Анна – Надо ведь на что-то надеяться. Хлеб вот прибавили.
Рахиль Абрамовна – А карточки негде отоварить! Хотела мяса на рынке прикупить, так говорят, там человечиной торгуют. Ужас такой, понимаете!
Анна – Меня врач научила, надо внимательно смотреть, когда покупаете. Говядина более тёмная и плотная, а если мясо розовое и рыхлое, брать нельзя!
Рахиль Абрамовна – Этому конец будет, Вы думаете?
Анна – Вот Тихвин отбили, по Ладоге, говорят, продукты везут.
Рахиль Абрамовна – Такой город можно прокормить по одной единственной дорожке? Скажите! Так я думаю, что нет! Столько ртов!
Анна – Знаете что, Рахиль Абрамовна? Давайте всё-таки устроим праздник. Натопим здесь плиту, позовём всех, кто дома. Кстати, Лия придёт?
Рахиль Абрамовна – Нет, дежурит. Бедная девочка после смерти Вадима совсем ушла в себя. Почти не разговаривает дома. Мы с Соломоном и не догадывались. Вы скажите, все родители такие слепые да глухие?
Анна – Пожалуй, да. Так будем встречать Новый год?
Рахиль Абрамовна – А чем будем угощать, Вы можете сказать?
Анна – Каждый принесёт, что найдёт у себя. Нам вот на работе спирт дали, ректификат. Обычно его применяют для промывки точных приборов в Арктике. Разведём и отметим!
Рахиль Абрамовна – Что Вы говорите?! Вы же на этот спирт такое на рынке можете получить, такое! Вообщем, что захотите!
Анна – Нет, я уж решила: встретить Новый год всем вместе!

Там же через несколько часов. Соломон Исаакович топит плиту, подкладывая старые газеты, бумагу, щепки. На плите попыхивают чайники и кастрюля. Горят несколько свечей. По-видимому, в кухне тепло, Анна и Рахиль Абрамовна в платьях снуют около сдвинутых столов, накрытых скатертью, размещают посуду и угощения. Входят Ольга и Толя с большим листом бумаги.

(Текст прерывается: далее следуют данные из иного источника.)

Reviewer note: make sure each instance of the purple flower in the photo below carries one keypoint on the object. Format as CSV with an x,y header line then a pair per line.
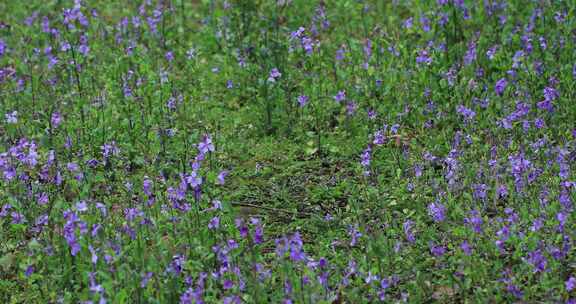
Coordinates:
x,y
2,48
55,120
341,96
465,246
145,278
206,145
12,117
423,57
29,271
437,211
221,176
570,284
303,100
408,233
500,86
468,114
214,223
274,75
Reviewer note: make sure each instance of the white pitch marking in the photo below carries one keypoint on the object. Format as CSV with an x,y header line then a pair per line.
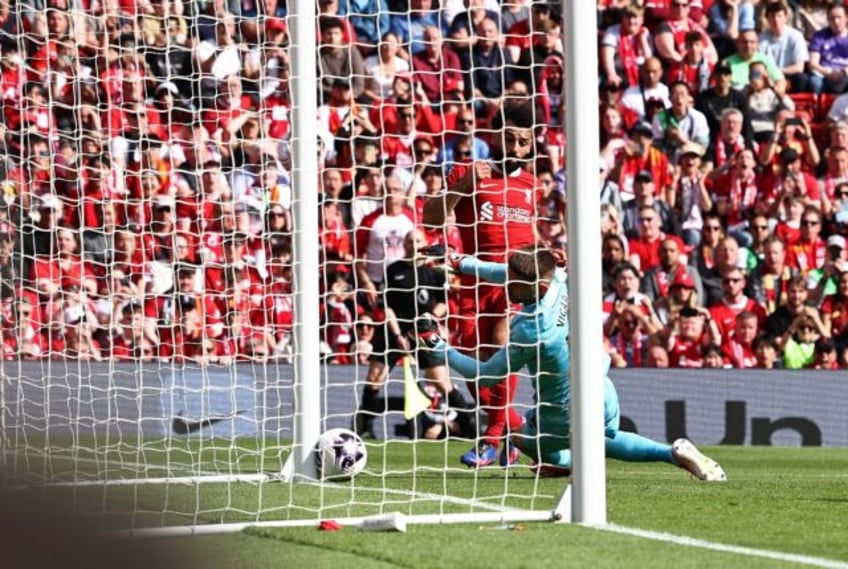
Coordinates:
x,y
738,550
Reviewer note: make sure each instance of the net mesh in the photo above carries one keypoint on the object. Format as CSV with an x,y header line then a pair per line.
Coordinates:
x,y
146,249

Ольга – А вот и мы с ёлкой! (Прикрепляет кнопками к стене лист, на нём нарисована зелёная ёлка с игрушками).
Анна – Какие молодцы!   
Ольга – Толик сам нарисовал, очень старался!
Анна – Теперь у нас настоящий Новый год! С ёлкой! Спасибо, Толенька!
Толя – Пожалуйста! У меня ещё желуди есть, мама говорит, можно кофе из них сварить.
Ольга – Да, если пожарить и смолоть, мы раньше так делали. А желуди Толик осенью собрал, не знаю уж для чего.
Толя – У меня грузовик, который папа подарил, был пустой.
Анна – Замечательно, ещё и кофе сварим! У Толи наверно ещё картины есть?
Толя – Да. Хотите, принесу?
Рахиль Абрамовна – Конечно, неси, мальчик!
Толя – Пойдём, мама! (Уходят).
Соломон Исаакович – Послушайте, дамы, что я вам прочту!
Рахиль Абрамовна – Только повеселей, Соломон? Мрачного всем нам уже хватает!
Соломон Исаакович – Вечерний выпуск «Красной газеты» от 5 июля 28-го года.
Рахиль Абрамовна – Что там такого может быть интересного?
Соломон Исаакович – «При перелёте из Лондона в Брюссель находившийся на борту аэроплана бельгийский банкир Левенштейн открыл дверь, думая, что она ведёт в уборную, и упал в Ламанш».
Рахиль Абрамовна – Я тебе всегда говорю, смотри под ноги! Он утонул?
Соломон Исаакович – Скорее разбился о воду… А вот ещё! «Празднование дня независимости Соединённых Штатов сопровождалось многочисленными несчастными случаями, из которых 205 закончились смертельным исходом. Из них 11 человек убито фейерверками, 106 утонуло, 54 раздавлено автомобилями, 12 человек…
Рахиль Абрамовна – Это ж надо, какие праздники! А Ребекка с мужем и детьми в двадцатые годы перебралась в Америку. Ты нам предлагаешь веселиться по этому поводу?
Соломон Исаакович – Тебе разве угодишь? Ну, вот, пожалуйста! «Молодая дама ищет каких-либо занятий». Указан адрес.
Рахиль Абрамовна – Думаешь, кому-то здесь неясно, каких занятий ищет эта дамочка? Топи лучше плиту! Перловку надо долго разваривать. (Помешивает в кастрюле). Спасибо Евдокии Фёдоровне! Это из пайка, который ей Вадик оставил?
Анна – Да. Консервы я открыла, но Вы в последний момент их кладите.
Рахиль Абрамовна – Да, да. Такой дух от них, слюнки так и бегут! Раньше-то, поверите, нос воротила! Дурой была!... Когда Евдокию Фёдоровну позовём?
Анна – Думаю, когда всё будет готово.

Входят Ольга и Толя с рисунками.

Ольга – А у нас радость! Марципановые пряники-игрушки нашли! С прошлогодней ёлки остались. Правда, очень засохли.
Рахиль Абрамовна – На пару отмякнут, я вам точно скажу!
Анна – Может быть, Толику оставим эти игрушки?
Ольга – Нет, нет. Он сказал, надо поровну разделить. Правда, Толик?
Толя – Да. Тёть Аня! Только можно я возьму слоника и ёжика?
Анна – Ну, конечно, Толенька! Бери, кого хочешь. Ты покажешь нам свои картины?
Толя – Мама, подержи!

Ольга и Толя показывают рисунки на картоне. На первом изображена понуро бредущая измождённая лошадь, впряжённая в сани с гробом. Кучер с испугом оглядывается на толпу, идущую следом. В руках у людей топоры, ножи, ручные пилы. 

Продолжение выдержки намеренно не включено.